Don’t know if you’ve noticed, but the general quality of fortune cookies, specifically the fortune part of the package, has deteriorated considerably, shifting from the old-fashioned vague predictions to advice reeking of platitudes cribbed out of hackneyed self-help books. I mention this because while noshing out the other day I happened to crack open a wild one.
It read as follows: “Those who take year-end best lists too seriously are destined to die miserable and alone.” And hey, on each side of this portent was a smiley face. Yeah, I’ll admit it freaked me out a little.
10. Mostly Other People Do the Killing, Blue
Placing a record I’m not likely to play a dozen more times in my life in the No. 10 spot?
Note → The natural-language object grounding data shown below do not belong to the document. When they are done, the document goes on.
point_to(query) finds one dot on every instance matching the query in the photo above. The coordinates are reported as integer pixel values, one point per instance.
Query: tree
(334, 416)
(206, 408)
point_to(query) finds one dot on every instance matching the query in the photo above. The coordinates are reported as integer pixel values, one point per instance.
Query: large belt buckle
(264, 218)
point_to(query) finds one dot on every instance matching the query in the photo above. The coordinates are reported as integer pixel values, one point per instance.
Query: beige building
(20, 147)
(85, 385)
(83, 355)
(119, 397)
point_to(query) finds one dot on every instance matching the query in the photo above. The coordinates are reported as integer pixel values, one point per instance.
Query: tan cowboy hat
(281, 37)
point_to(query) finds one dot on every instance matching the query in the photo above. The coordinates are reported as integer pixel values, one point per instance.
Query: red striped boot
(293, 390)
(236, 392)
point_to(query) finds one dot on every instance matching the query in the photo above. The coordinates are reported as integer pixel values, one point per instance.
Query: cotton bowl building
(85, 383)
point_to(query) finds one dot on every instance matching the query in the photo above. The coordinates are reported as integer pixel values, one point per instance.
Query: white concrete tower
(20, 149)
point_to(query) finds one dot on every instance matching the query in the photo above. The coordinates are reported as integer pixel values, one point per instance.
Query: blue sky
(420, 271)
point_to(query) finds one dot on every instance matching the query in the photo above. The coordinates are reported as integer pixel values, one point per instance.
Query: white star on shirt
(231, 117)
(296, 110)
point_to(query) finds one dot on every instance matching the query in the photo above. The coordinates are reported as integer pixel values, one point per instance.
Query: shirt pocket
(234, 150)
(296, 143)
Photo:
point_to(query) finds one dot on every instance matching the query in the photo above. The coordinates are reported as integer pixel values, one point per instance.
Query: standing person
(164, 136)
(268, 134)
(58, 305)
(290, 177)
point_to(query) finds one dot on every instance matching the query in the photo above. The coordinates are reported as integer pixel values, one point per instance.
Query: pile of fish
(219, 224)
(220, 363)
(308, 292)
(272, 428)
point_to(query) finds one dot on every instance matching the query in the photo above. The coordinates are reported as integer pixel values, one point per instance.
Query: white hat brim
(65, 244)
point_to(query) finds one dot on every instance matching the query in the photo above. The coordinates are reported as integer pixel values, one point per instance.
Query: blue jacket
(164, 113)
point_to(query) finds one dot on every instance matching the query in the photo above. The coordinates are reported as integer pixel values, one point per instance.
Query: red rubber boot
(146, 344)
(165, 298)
Why yes indeed. Not a tribute to Joni Mitchell’s fourth album, nor is it to my knowledge related in any way to the final film of the late Derek Jarman (the cover might lead one to this conclusion), Blue is a “note-for-note copy” of Miles Davis’ ’59 masterpiece made by an interesting and divisive group (and with this release, increasingly so).
Quotations are used in the sentence above for a fairly obvious reason; a note-for-note reproduction of such a complex work is an absurdity if not an impossibility, though MOPDTK get so close (I mean at times they get REALLY close) that accusations of plagiarism have been lobbed against Blue. Those charges are off base; but then what exactly is on target?
It’s less an elaborate prank, but as the inclusion of the typically amazing Jorge Luis Borges story “Pierre Menard, Author of the Quixote” makes clear (well, kind of), humor is part of the strategy; namely, satire concerning worship of the masters, but also a postmodern playfulness that’s proven to be like sandpaper rubbing on scores of folks’ nerves. They needn’t get so upset. Kind of Blue is indestructible and its essence will never be replaced or replicated; but of course, that’s not really the intention of the sticky can of worms that is Mostly Other People Do the Killing’s Blue.